Background: Thyroid cancer is the most common malignancy of the endocrine system, accounting for ~ 5% of all thyroid nodules and 1% of all systemic malignancies. BRAF mutations, primarily p.V600E hot spot mutations, are found in 60 - 70% of papillary thyroid cancer cases (PTC) and in 33 - 40% of fatal anaplastic thyroid cancers (ATC), also called poorly differentiated thyroid cancer. Dabrafenib was approved by the United States Food and Drug Administration (FDA) in 2018 to be applied in combination with trametinib for unresectable advanced or metastatic anaplastic thyroid cancer harboring the BRAFV600E mutation. Unfortunately, there are few reports on the pathophysiology, molecular mechanism, and risk factors of interstitial lung disease induced by combined BRAF- and MEK-targeted therapy.

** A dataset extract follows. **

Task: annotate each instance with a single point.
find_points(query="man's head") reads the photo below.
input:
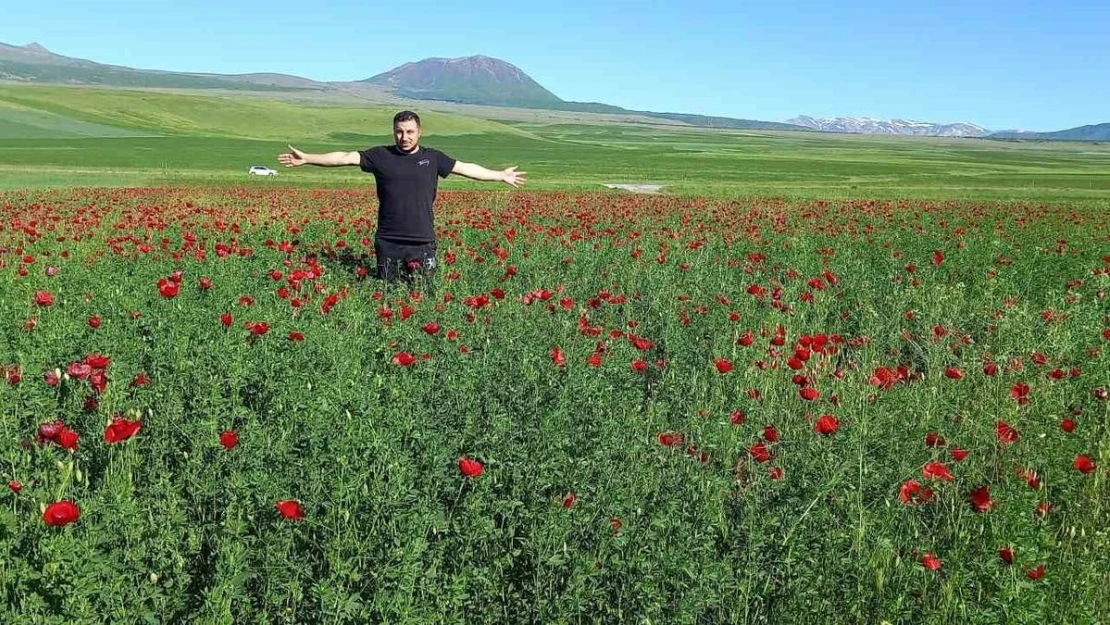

Case presentation: We treated a 73-year-old man with metastatic BRAFV600E-mutated poorly differentiated thyroid cancer using the combination of dabrafenib and trametinib. Although a significant morphologic tumor response was observed in our patient using combined BRAF- and MEK-targeted therapy, he presented with non-febrile respiratory failure, and his chest computed tomography (CT) revealed bilateral reticulation and pleural effusion. Withdrawal from dabrafenib-trametinib and administration of methylprednisolone rapidly improved his respiratory status and imaging features.
Conclusion: The mechanisms of lung disease after the combined treatment with dabrafenib and trametinib are unclear. We hypothesized that dual-targeted therapy with a BRAF inhibitor, dabrafenib, and a MEK inhibitor, trametinib, might prevent the regeneration and proliferation of fibrotic epithelium in lung disease by blocking downstream proliferative signals.